Freezing Britons send aid parcels to frozen Poland

Along the quiet, ordered streets of Oxshott, Cobham, and Esher in the green belt of farms, riding horses, and gentility south of London, the tumultuous events in Poland have a very human face.

On those streets, and in Manchester and other British cities, families watch television broadcasts and read news accounts of the crisis in Poland with the bated breath of personal involvement.

For months now, those families have been devoting time and energy to sending practical help to Polish adults and children beset by harsh winter and a collapsing economy. They have crated up and dispatched some 20 tons of wheat, urgently needed baby food, canned goods, and other necessities.

The harsh winter that hassuddenly descended on Britain in recent days - snow, ice, temperatures as low as 25 below zero on the centigrade scale (more than 8 degrees below zero Fahrenheit) - heightened the sense of identifying with Poland , which has such weather every year.

In the gentle Surrey village of Oxshott, Primrose Bouch is one of those who have responded with concern. Seeing the appeals for aid, she asked at her child's school whether other parents would like to donate as well.

''I really hadn't bargained for the response,'' she said. Cans and packages came pouring in, enough to fill seven or eight large moving crates.

Mrs. Bouch worked for 10 days labeling it all. The Esher Rotary Club took a hand and agreed to send it on to collection points in Manchester.

But she still had to pack paper and cardboard containers into biscuit (cookie) tins, ending up with not a biscuit tin in her house.

She takes such efforts in her stride.
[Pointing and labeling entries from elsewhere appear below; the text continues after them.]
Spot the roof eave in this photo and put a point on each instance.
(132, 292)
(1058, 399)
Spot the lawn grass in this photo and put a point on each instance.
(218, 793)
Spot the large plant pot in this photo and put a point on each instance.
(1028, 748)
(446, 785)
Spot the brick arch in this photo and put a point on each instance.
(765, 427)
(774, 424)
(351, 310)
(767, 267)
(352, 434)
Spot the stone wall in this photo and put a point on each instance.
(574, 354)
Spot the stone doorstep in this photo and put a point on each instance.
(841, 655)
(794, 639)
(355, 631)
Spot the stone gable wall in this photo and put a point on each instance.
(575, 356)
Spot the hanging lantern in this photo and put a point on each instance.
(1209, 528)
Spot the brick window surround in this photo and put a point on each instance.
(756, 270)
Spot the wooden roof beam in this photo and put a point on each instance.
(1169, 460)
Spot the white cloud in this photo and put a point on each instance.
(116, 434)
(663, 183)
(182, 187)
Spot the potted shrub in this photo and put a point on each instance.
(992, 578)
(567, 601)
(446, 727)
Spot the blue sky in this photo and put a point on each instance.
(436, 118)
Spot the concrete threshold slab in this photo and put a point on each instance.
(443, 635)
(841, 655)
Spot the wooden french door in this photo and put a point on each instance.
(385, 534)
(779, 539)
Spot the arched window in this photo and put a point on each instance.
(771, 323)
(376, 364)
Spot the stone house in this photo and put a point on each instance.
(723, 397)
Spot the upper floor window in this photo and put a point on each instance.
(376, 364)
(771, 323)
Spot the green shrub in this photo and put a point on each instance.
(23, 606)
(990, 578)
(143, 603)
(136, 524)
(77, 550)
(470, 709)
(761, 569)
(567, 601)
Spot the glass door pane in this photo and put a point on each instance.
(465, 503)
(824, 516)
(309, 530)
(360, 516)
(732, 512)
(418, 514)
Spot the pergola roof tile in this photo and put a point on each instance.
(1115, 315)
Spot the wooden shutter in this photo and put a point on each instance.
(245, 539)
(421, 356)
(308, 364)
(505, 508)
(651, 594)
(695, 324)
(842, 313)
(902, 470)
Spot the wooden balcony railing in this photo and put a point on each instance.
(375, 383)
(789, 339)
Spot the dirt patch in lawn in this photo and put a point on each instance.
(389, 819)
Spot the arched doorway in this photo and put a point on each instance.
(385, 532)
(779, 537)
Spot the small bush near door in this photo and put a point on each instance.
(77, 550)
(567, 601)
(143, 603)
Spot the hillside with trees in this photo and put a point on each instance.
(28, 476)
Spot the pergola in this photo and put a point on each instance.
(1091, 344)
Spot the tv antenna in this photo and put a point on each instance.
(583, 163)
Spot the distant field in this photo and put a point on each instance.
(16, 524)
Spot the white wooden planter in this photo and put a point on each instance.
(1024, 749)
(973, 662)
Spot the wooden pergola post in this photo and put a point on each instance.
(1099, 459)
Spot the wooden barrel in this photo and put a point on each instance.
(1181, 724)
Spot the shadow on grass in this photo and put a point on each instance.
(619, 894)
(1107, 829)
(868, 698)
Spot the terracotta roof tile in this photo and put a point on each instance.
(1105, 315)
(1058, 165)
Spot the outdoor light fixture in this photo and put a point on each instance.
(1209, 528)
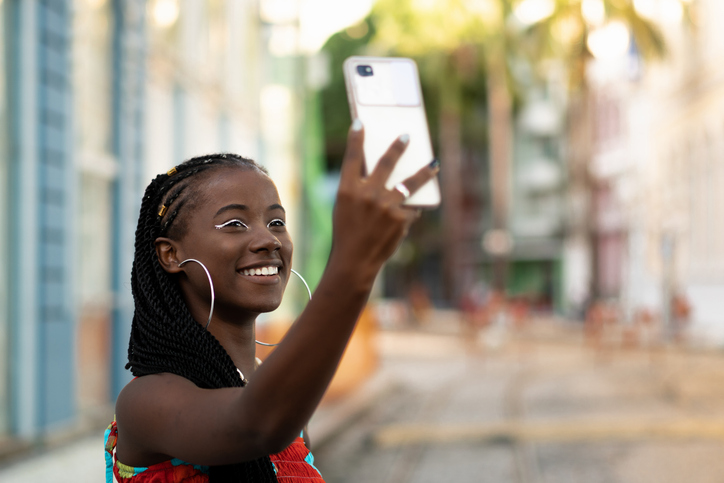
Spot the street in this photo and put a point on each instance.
(538, 406)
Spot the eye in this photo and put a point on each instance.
(276, 222)
(235, 223)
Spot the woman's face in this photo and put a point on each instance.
(238, 230)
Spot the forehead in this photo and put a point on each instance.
(245, 186)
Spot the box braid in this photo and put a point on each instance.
(164, 336)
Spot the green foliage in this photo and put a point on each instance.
(335, 108)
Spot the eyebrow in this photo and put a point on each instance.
(236, 206)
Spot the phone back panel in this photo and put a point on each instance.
(384, 93)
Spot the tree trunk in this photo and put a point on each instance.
(500, 143)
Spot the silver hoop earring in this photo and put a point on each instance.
(211, 284)
(309, 292)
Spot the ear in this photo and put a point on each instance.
(166, 250)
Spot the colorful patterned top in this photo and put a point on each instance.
(294, 464)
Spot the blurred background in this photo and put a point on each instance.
(581, 144)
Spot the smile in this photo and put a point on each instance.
(261, 271)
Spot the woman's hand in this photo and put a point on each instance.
(370, 220)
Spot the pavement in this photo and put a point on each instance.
(535, 405)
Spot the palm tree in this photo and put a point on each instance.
(490, 34)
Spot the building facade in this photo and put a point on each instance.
(99, 96)
(658, 171)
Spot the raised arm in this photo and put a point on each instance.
(173, 417)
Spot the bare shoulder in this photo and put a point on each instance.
(145, 409)
(164, 416)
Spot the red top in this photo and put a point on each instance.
(294, 464)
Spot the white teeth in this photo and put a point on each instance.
(259, 271)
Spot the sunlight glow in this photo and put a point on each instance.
(593, 11)
(669, 11)
(610, 41)
(320, 19)
(165, 12)
(530, 12)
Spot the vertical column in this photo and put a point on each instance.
(21, 24)
(128, 100)
(41, 301)
(55, 188)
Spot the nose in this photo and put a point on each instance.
(265, 241)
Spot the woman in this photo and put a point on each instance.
(199, 408)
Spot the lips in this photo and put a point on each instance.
(260, 271)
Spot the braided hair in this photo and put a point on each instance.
(164, 336)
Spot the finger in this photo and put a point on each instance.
(353, 162)
(417, 180)
(388, 161)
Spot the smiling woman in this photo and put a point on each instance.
(212, 253)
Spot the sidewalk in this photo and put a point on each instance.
(536, 406)
(83, 460)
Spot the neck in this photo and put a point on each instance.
(238, 341)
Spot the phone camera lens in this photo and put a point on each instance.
(364, 70)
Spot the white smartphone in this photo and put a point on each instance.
(384, 93)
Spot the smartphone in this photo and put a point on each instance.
(384, 93)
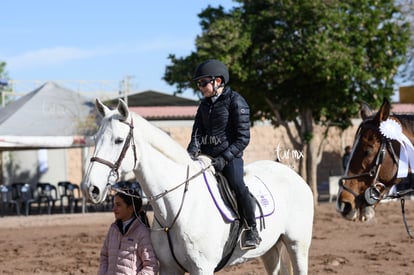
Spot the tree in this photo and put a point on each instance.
(4, 79)
(307, 62)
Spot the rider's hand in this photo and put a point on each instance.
(219, 163)
(194, 155)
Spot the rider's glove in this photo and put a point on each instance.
(219, 163)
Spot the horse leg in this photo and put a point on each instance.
(276, 260)
(299, 252)
(168, 270)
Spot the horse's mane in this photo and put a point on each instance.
(160, 140)
(407, 121)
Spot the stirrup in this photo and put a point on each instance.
(242, 240)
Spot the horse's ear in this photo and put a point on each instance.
(102, 109)
(365, 111)
(384, 111)
(123, 109)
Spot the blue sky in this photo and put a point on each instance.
(98, 40)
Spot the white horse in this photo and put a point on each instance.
(189, 233)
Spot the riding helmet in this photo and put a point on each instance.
(212, 68)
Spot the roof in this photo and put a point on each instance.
(402, 108)
(166, 112)
(160, 106)
(49, 116)
(153, 98)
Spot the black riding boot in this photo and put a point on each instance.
(252, 238)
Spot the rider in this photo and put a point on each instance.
(222, 130)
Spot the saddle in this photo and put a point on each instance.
(229, 198)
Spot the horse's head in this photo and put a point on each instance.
(113, 153)
(371, 169)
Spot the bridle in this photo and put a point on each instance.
(372, 194)
(113, 174)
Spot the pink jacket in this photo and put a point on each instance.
(131, 253)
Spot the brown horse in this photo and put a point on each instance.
(375, 164)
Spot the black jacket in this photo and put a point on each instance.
(221, 128)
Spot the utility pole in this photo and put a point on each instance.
(125, 88)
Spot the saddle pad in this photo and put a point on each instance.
(256, 186)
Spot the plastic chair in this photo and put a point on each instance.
(46, 194)
(71, 192)
(23, 194)
(7, 201)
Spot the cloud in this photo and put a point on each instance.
(48, 57)
(57, 56)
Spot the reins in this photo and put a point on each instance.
(115, 166)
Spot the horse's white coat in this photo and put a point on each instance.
(199, 234)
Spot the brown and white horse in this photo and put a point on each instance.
(380, 159)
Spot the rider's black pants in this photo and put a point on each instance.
(234, 171)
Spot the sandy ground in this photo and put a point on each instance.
(70, 244)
Others do, too: Television reports say the Manchester collection center has been sending 20 tons of supplies a week.

Meanwhile, that Siberian weather here caught the normally phlegmatic British by surprise. ''Snow is all very well on Christmas cards,'' sniffed one Briton disapprovingly, ''but, well. . . .''

It wasn't just the woman who awoke to find her false teeth frozen in their customary glass of water by her bed. It wasn't just the snow drifts up to 10 feet deep that blocked roads in the southwest, in the north, and elsewhere. It wasn't just the disruptions to rail and air traffic.

It was the sheer unexpected, unforecast, unprecedented ferocity of the high winds and driving snow that turned green Britain into an outpost of the Arctic Circle. East winds and snow came in a series of troughs, held over Britain by unusual high pressure ridges south of Iceland.

Friends who operate a dairy farm in Dorset reported by telephone they were having to cope with fierce winds, heavy snowdrifts, and an electricity blackout that lasted for many hours in the southwest on the night of Dec. 13 - all part of the lowest temperatures and worst conditions Britain has known since records began to be kept 100 years ago.

''We have the candles out,'' reported Susan O'Dowd from the Sherborne area of Dorset. ''We are all sleeping down in the kitchen by the coal stove tonight. The only way we can milk the cows is to drive in the big tractor and rig an electricity line from the battery. My husband is out there now trying to protect one of the calf-rearing pens with sheets of wood. We've never seen anything like it.''

''A giant disaster area,'' reported the Royal Automobile Club. In Wiltshire, troops in a British Army arctic warfare unit used a special snowmobile to take two people suffering from intense cold to a hospital in Salisbury. Birmingham's airport was buried by 10 inches of snow in five hours.

The science correspondent of the Guardian newspaper, Anthony Tucker, reports that evidence shows Britain's climate gradually growing colder over the past 30 years - sliding toward a mini ''ice age.''

Evidence also indicates the coldest weather of the last four centuries has occurred in the early 80s, according to Prof. Hubert Lamb. Winter storms in the 1580s decimated the Spanish Armada already beaten by Drake. The last mini ''ice age'' in Britain was 1683 to 1684 when ''frost fairs'' were held on the Thames River.

The 1780s gave Europe the harsh winters that helped precipitate the French Revolution. The 1880s saw some of the worst winters recorded in 19th-century Britain.